Gail Dudack, chief investment strategist of SunGard Institutional Brokerage, made the case for dividends on our program recently, as did Francois Trahan, chief strategist for Bear Stearns. Dudack pointed out that in this dismal year for stocks, the dividend-paying companies in the S&P 500 have far outperformed the non-dividend-payers. Although she didn't mention the fact, the same is true over the past 20 years.
Those statistics are a big kick in the pants to the world's economists, who have pointed out for years that paying dividends is dumb. Dividends get paid out of a company's after-tax income, and then shareholders have to pay income tax upon receiving them. A company's shareholders are much better off, they say, when the company retains that money in the business, reinvesting it in projects that make the stock price go up. The money compounds, as it were, tax-free, and when a shareholder sells, he realizes a capital gain, on which the tax is lower. If you do the math, you'll find that it works.
The trouble is, the real world is telling a different story.

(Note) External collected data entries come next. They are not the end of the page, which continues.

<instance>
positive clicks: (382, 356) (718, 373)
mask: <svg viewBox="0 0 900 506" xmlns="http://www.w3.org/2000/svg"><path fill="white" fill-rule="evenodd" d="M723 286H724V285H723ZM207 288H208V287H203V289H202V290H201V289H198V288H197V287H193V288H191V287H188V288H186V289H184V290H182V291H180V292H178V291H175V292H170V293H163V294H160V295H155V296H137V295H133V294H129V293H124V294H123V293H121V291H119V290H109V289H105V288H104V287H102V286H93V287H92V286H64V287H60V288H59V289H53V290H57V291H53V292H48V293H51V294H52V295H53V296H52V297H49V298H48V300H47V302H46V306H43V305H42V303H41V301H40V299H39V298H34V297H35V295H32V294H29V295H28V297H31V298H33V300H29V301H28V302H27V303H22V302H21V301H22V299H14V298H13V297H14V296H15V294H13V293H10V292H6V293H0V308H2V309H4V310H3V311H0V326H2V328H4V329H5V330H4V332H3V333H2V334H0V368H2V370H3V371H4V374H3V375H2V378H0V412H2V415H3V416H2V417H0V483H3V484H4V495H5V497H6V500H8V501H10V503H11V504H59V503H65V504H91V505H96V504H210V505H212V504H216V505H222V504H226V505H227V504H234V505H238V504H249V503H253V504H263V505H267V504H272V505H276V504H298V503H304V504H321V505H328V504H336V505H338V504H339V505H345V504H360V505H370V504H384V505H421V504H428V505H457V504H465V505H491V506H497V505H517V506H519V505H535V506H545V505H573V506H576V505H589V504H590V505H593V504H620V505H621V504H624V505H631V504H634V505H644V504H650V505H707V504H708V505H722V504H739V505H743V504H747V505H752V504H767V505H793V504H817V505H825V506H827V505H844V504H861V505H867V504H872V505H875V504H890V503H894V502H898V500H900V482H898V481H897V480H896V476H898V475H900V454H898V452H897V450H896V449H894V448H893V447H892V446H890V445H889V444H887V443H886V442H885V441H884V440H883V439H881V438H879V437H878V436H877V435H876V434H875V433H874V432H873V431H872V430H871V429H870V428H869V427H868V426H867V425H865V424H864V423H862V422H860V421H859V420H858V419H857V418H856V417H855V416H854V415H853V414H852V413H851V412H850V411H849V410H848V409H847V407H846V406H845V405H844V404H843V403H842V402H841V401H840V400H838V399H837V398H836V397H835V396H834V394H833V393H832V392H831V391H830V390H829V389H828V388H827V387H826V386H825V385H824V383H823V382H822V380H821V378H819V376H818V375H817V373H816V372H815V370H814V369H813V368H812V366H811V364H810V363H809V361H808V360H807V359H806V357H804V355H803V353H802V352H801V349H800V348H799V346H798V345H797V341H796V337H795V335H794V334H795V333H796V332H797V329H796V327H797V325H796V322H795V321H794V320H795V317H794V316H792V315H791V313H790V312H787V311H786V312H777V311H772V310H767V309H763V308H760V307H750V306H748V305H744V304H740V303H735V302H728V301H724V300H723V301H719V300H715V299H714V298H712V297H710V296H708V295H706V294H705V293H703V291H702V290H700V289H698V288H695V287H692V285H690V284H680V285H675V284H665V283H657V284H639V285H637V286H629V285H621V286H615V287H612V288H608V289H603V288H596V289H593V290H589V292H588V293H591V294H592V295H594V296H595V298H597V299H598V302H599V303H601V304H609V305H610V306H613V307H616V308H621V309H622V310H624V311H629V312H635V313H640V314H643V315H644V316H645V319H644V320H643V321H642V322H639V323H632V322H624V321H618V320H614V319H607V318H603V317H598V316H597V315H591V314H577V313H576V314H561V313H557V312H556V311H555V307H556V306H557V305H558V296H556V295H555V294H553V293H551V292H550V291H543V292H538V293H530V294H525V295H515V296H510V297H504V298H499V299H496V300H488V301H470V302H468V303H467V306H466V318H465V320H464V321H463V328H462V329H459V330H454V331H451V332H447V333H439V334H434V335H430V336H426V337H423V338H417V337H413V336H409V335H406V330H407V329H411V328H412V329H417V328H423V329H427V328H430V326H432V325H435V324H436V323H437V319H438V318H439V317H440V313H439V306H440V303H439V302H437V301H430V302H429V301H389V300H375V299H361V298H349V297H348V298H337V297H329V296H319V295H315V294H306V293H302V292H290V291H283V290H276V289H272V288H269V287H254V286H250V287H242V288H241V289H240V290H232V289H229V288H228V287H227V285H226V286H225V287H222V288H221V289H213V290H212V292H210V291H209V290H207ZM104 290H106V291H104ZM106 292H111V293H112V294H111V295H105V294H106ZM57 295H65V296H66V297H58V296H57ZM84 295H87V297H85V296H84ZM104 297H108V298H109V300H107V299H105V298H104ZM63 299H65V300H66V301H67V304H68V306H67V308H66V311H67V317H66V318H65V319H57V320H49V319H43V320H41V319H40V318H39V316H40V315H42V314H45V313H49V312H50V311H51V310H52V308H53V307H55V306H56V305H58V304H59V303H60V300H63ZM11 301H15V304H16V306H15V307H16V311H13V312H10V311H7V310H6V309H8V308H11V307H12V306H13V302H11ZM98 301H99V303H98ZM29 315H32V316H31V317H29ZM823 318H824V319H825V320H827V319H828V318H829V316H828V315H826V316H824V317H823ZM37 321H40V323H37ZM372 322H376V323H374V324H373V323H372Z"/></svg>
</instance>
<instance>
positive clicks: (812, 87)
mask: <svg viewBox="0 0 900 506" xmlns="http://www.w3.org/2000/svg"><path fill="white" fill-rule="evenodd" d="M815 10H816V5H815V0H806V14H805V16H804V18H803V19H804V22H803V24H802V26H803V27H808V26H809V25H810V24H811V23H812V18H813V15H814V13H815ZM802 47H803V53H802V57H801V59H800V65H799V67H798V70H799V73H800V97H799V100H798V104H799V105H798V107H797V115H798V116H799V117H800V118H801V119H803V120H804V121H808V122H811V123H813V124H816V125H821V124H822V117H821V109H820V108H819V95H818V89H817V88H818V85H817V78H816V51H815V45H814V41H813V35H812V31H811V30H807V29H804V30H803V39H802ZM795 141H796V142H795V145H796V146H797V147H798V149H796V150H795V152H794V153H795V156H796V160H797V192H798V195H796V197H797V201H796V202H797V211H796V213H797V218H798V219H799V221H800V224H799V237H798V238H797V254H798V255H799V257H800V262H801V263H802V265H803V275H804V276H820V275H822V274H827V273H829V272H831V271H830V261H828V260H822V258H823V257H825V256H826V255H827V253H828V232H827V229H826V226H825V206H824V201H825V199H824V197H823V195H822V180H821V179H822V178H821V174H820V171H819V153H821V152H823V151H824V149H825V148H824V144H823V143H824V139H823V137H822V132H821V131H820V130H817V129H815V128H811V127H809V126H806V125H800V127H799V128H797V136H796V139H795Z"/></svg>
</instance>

The reality seems to be that paying a dividend imposes financial discipline on a company. Management wants to keep sending out those checks every quarter -- suddenly to stop paying a dividend tends to be disastrous for a stock, so they make very sure they've got the cash on hand. Big, risky projects generally aren't for them, though carefully considered risks remain a must.
From the investor's point of view, dividend-payers are attractive for the obvious reason that, barring big trouble, they provide a steady, if modest, yield regardless of what happens to the stock price.
In light of those advantages, it may be surprising to learn that dividends went decidedly out of fashion over the past 20 years. Back in 1980, 90 percent of S&P 500 companies paid dividends. Today only about 70 percent do. And back then their dividend yield -- simply the annual dividend payment divided by the stock price -- averaged more than 6 percent. Last year it was just 1.4 percent.
Why did companies repudiate dividends so emphatically? One reason is that many managers bought the economists' argument against dividends. As I say, it does make sense. Virtually none of the technology companies launched over the past 20 years has ever paid a dividend.
But there's another reason, and it just goes to show how unexpected the connections between events can be. One of the largest corporate trends of the past 20 years, and especially the past ten years, is the tendency of top management to get paid with stock options. Partly it was a trend set by tech companies that didn't have much cash in their early days and had to offer options instead. Partly it was a result of the 1993 change to the tax code that made executive salaries exceeding $1 million a year non-deductible if it was not performance related. Companies responded by limiting salaries but ladling out huge option grants, which hold many tax and accounting advantages.
When top executives are getting paid mainly in options, they have a strong incentive to make the share price go up and absolutely no incentive to pay out dividends. After all, they get no benefit from those dividend payments -- only the real shareholders do. And so the management at thousands of companies, responding to the incentives they were given, steadily reduced dividend payments.
Now, for a related reason, dividend payments may well increase. Options are in trouble. The public is outraged by CEOs who made huge gains by cashing out their options at the top of the market while continually urging the public to buy shares. At the same time, pressure is mounting for companies to record the options they give employees as an expense on their income statements; though it isn't required, many leading companies (Coca-Cola, Bank One, General Electric) have announced they will do it voluntarily, leaving other companies to explain why they aren't doing it.
With options suddenly a lot less attractive, how will companies pay their top executives now? I've spoken with board members and lawyers about this, and the answer is clear: They'll increasingly hand out restricted stock. These are simply shares the executive owns but may not sell until some future date. A notable feature of restricted stock is that while the executive may not sell the shares, he collects the dividends on them from the moment they're awarded.
Incentives shape behavior in ways intended and unintended. When more companies start paying dividends over the next few years, and dividend-paying companies increase their payouts, they'll give all sorts of reasons about how good it is for the shareholders. But you and I will know the real story.